In Europe and Asia, there is a clear delineation between full-service and low-cost carriers. Airlines such as Ryan Air, Easyjet, Norwegian, and AirAsia dominate the low-cost market. The mainline international carriers have generally refrained from introducing discount cabin products aimed directly these low-cost competitors.
The higher overhead of a full-service carrier and the risk of brand dilution make the implementation of a basic economy-type product unfeasible for most international airlines.
Instead, airlines such as Air Canada, Singapore, and Qantas have created separate budget airlines such as Rouge, Scoot, Tigerair, and Jetstar that operate under different business models with lower overhead to address the low-cost carrier threat.
America’s three legacy carriers also happen to be the three largest airlines in the world — each operating anywhere between 720 and 950 mainline aircraft. In addition, they have the benefit of an absolutely massive and relatively captive domestic market that doesn’t really exist anywhere else — apart from perhaps, China. As a result, the sheer size of their operations and high demand for domestic travel creates such economies of scale that negates much of the concern over brand dilution and overhead.
However, this doesn’t mean America’s legacy carriers have tried this strategy as well. Two of the best examples happened in the last 15 years. In 2002, Delta launched Song — a low-cost boutique carrier aimed directly at JetBlue. However, high fuel prices, a drop in demand post 9/11, the cost of maintaining a separate brand, and Delta’s own bankruptcy forced the airline to shutter Song in 2006.
In 2004, United Airlines introduced a low-cost brand called Ted.
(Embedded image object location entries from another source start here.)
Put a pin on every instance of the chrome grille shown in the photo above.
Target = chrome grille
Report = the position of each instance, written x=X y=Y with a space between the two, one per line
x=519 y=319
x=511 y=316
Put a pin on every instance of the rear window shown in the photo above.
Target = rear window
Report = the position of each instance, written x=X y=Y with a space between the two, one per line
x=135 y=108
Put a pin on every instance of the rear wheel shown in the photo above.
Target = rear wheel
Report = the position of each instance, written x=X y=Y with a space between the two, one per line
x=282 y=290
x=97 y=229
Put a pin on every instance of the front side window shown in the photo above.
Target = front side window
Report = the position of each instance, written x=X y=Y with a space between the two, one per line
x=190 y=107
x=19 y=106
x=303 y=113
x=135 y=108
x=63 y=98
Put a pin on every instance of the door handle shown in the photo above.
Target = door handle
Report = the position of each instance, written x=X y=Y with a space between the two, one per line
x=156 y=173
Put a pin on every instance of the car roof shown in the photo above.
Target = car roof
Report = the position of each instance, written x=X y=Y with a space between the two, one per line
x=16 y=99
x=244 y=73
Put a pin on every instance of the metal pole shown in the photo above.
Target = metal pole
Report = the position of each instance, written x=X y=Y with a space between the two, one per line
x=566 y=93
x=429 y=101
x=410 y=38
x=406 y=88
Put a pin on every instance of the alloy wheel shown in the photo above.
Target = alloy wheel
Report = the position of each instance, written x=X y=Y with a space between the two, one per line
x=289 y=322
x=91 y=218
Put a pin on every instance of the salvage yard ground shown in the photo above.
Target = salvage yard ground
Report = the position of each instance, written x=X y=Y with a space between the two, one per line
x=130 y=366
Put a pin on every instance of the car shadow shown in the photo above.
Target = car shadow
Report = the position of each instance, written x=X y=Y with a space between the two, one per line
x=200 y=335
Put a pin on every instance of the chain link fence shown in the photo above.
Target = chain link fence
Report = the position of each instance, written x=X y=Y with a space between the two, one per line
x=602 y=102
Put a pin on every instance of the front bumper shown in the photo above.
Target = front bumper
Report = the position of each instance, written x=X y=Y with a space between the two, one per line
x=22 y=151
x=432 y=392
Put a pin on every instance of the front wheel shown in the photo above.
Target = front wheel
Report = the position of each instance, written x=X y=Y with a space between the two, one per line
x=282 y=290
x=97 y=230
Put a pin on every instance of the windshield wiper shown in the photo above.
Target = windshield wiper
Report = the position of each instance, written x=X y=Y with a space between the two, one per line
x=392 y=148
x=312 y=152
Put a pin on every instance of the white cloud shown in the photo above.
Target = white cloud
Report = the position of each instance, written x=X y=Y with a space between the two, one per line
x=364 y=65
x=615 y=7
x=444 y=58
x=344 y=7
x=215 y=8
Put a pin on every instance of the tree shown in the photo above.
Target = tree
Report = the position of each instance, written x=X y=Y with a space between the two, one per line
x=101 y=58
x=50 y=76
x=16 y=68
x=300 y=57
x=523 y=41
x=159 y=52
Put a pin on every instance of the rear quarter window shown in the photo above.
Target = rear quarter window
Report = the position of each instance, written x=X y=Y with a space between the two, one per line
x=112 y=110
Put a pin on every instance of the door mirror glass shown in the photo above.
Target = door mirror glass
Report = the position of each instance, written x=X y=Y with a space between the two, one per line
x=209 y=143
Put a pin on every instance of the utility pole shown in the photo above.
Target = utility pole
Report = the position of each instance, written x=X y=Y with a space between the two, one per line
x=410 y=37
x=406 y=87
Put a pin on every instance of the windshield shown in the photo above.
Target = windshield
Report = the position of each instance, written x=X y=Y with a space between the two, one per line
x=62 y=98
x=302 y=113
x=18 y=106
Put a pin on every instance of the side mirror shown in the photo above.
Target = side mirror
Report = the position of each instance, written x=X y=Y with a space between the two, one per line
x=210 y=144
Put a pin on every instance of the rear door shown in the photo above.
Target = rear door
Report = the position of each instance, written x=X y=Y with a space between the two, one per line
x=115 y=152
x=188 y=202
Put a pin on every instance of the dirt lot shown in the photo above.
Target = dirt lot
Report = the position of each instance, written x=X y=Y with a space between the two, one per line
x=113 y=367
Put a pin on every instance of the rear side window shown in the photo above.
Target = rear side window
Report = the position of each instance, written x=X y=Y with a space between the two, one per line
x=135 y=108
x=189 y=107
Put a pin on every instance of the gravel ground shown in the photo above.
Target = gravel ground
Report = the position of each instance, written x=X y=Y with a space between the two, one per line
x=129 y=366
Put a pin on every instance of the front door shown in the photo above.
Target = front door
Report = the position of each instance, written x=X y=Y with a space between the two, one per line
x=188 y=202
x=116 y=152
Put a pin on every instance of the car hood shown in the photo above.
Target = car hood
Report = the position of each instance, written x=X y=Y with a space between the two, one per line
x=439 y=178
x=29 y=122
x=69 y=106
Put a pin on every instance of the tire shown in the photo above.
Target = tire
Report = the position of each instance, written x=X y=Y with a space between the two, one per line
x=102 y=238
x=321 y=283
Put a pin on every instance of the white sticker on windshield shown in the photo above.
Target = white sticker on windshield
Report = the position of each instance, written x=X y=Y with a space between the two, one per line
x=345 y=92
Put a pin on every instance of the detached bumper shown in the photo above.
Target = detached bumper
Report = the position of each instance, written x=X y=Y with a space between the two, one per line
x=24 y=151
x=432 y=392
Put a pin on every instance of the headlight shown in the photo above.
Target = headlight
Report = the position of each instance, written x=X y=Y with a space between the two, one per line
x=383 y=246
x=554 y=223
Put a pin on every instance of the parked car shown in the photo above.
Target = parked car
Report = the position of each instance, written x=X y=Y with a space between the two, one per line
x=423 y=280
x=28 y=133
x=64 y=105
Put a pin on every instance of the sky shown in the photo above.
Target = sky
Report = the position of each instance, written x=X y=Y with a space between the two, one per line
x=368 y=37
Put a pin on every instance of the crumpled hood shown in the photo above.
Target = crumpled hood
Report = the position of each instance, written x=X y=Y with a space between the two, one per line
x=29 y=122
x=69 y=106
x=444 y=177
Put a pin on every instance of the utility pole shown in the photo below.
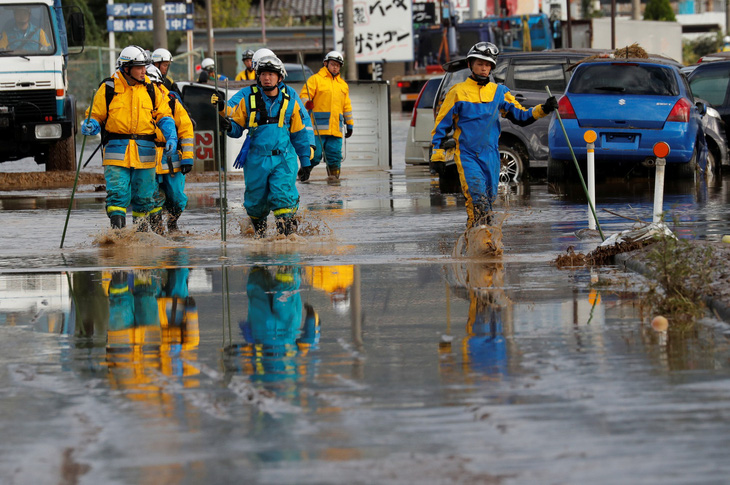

The Denver-based operation was designed to compete against Frontier. But high fuel prices and low demand due to the financial crisis forced United to put an end to Ted in 2009.
Whether basic economy proves to be a success for American, Delta, and United remains to be seen. From some, it’s an attempt to reach a broader spectrum of customers. For other, basic economy is an affront to human decency and represents an attack on the flying public’s dignity.
Ultimately, whether basic economy succeeds or fails is based on consumer choice. It’s up to the flying public to vote with our pocketbooks. Few industries put as much weight on customer metrics as the airline industry. Even though American, Delta, and United are three of the largest and most profitable airlines in the world, they will notice.